In September, Whitehead underwent surgery to repair his shoulder injury as the tendons in his shoulder were torn in half. He spent three months just learning simple things in life using just one hand. “I had to learn to use my computer left handed and for four months I slept in a recliner,” added Whitehead. “The entire episode in my life was awful, as I could not run or bike. I didn’t know if I’d ever run again.”

Whitehead was finally cleared by his doctors and he began his journey back to running. His first experiences were simple ones. He would run 10 steps, walk 10 and so-on. “I knew God had a plan for me,” he added.

The remaining months of 2020 were extremely challenging for the always cheerful and energetic Whitehead. His determination to regain his presence in the local running scene was the drive he needed to accomplish his comeback. He’s currently training normally, which means 80-90 miles a week running and participating in several races leading up to the 2021 CRR and the just completed 2022 CRR.

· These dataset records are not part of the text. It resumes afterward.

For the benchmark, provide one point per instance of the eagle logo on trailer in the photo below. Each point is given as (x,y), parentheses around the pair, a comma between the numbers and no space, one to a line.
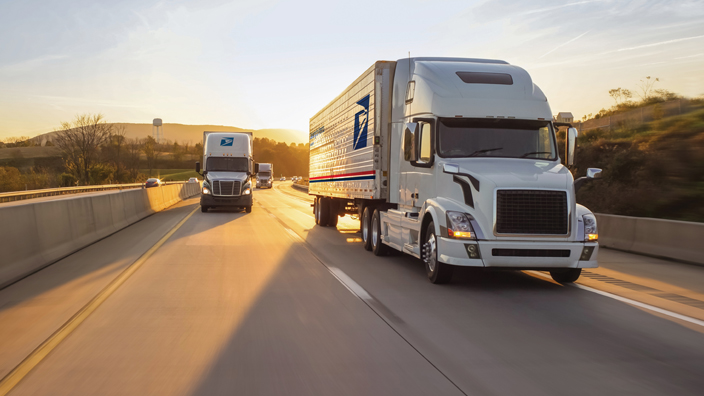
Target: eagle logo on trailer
(361,120)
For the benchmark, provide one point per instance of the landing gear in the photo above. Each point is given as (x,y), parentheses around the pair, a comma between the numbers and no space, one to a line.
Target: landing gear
(437,272)
(378,247)
(365,225)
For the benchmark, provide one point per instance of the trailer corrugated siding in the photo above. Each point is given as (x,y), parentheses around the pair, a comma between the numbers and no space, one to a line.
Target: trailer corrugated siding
(344,160)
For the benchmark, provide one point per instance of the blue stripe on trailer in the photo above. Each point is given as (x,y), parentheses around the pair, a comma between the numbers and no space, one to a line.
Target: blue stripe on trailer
(343,179)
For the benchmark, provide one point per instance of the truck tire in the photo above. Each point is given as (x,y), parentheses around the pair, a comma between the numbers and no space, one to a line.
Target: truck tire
(322,211)
(566,275)
(437,272)
(365,225)
(333,206)
(378,247)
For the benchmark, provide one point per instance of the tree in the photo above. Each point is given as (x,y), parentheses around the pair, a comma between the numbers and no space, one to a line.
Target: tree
(10,179)
(115,151)
(80,141)
(151,148)
(646,86)
(620,95)
(134,152)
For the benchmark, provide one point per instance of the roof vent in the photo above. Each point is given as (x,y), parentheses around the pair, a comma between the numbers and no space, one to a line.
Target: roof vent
(486,78)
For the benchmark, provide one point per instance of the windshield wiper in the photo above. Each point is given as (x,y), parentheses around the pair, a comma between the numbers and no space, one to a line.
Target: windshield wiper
(534,153)
(484,151)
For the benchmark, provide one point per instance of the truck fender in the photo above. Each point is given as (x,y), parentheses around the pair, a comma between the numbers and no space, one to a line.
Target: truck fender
(432,213)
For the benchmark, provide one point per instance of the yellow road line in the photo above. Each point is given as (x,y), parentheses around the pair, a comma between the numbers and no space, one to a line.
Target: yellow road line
(34,358)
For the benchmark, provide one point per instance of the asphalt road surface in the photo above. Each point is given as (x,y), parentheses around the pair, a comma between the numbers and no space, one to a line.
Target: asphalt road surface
(267,303)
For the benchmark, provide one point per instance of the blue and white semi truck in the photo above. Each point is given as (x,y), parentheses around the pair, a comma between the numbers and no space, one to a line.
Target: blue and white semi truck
(453,161)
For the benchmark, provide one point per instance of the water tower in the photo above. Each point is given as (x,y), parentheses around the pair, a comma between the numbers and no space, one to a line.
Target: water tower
(157,131)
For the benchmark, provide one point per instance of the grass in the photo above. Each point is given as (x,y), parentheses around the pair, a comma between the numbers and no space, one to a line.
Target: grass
(29,152)
(171,174)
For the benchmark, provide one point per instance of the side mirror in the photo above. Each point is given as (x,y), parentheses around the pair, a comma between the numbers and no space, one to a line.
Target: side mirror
(409,142)
(593,173)
(451,169)
(570,145)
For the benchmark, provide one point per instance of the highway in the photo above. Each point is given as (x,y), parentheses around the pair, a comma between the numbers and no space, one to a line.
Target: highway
(267,303)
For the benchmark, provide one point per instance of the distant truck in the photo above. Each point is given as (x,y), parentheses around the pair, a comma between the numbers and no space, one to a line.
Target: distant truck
(228,168)
(453,161)
(265,175)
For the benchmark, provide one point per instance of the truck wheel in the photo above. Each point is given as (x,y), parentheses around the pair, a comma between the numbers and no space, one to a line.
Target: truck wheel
(366,225)
(378,247)
(566,275)
(323,213)
(437,272)
(333,209)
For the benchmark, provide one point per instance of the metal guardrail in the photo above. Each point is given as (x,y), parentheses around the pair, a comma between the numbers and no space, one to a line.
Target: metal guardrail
(48,192)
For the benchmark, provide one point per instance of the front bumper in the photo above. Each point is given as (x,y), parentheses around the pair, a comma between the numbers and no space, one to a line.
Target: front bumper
(453,251)
(210,200)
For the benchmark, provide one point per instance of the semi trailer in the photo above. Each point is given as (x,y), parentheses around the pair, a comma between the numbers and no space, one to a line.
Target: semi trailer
(453,161)
(228,168)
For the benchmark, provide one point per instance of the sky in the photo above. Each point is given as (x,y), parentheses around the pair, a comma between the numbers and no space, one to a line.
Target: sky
(273,64)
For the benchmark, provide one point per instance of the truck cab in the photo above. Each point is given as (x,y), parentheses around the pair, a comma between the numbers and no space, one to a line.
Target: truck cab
(228,168)
(265,175)
(480,180)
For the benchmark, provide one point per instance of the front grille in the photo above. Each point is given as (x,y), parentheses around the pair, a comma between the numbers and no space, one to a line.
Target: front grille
(531,212)
(226,188)
(530,252)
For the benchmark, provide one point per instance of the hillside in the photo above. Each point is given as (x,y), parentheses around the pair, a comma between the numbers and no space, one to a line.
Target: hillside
(194,133)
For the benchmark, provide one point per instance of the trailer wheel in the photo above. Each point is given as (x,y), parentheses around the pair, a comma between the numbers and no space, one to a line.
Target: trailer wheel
(366,225)
(332,212)
(566,275)
(378,247)
(437,272)
(323,211)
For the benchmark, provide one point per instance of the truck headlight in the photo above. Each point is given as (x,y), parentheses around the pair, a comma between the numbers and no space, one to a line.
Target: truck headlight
(458,226)
(591,234)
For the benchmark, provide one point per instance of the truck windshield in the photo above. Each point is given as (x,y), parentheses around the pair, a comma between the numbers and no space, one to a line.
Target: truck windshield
(227,164)
(496,138)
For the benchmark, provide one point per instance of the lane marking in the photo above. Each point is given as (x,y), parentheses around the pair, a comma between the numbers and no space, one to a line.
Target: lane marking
(30,362)
(350,284)
(358,291)
(629,301)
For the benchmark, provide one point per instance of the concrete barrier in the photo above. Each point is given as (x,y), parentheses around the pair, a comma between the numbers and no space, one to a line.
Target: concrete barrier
(679,240)
(34,235)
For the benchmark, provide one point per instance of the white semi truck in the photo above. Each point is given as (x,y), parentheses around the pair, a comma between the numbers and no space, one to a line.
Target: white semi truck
(453,161)
(265,175)
(228,168)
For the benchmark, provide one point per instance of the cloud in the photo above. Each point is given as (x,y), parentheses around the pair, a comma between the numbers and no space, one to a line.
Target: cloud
(565,43)
(658,43)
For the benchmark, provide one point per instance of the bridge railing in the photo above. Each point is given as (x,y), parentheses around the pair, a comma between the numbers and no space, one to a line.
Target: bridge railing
(48,192)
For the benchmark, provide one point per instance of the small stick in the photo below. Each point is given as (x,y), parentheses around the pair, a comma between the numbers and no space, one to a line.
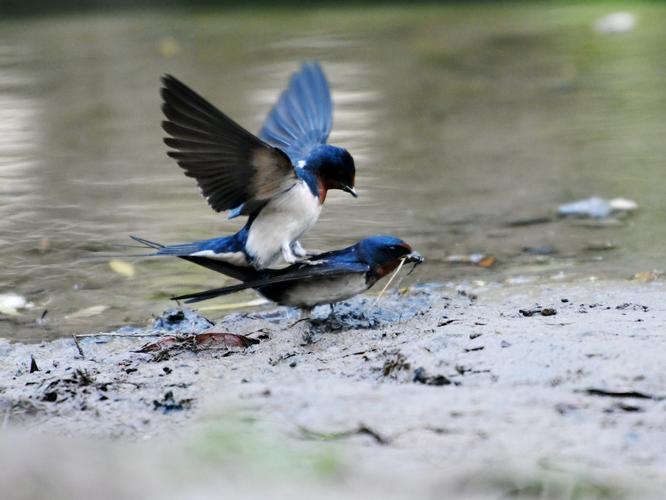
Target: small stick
(125,335)
(78,346)
(5,420)
(388,283)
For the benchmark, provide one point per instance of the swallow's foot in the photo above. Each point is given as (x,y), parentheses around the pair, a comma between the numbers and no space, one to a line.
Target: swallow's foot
(298,250)
(288,255)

Earlier this year, Whitehead was put to the test of his comeback at the Birmingham/Hoover 10K. He ran a 31:48 and set a state record at that distance and age. He felt good and knew his training last year was very good and prepped him for this year’s Cotton Row Run. “I went to the start line hoping for a good masters run and no other expectations,” said Whitehead. “I started out well taking third place behind the two young runners who were in first and second places. I kept my pace plan and just tagged along in third place during the entire race.”

“I was glad to be able to line up for the traditional Memorial Day event and it was good to see people out supporting the runners throughout the course,” said Whitehead. “I missed this.”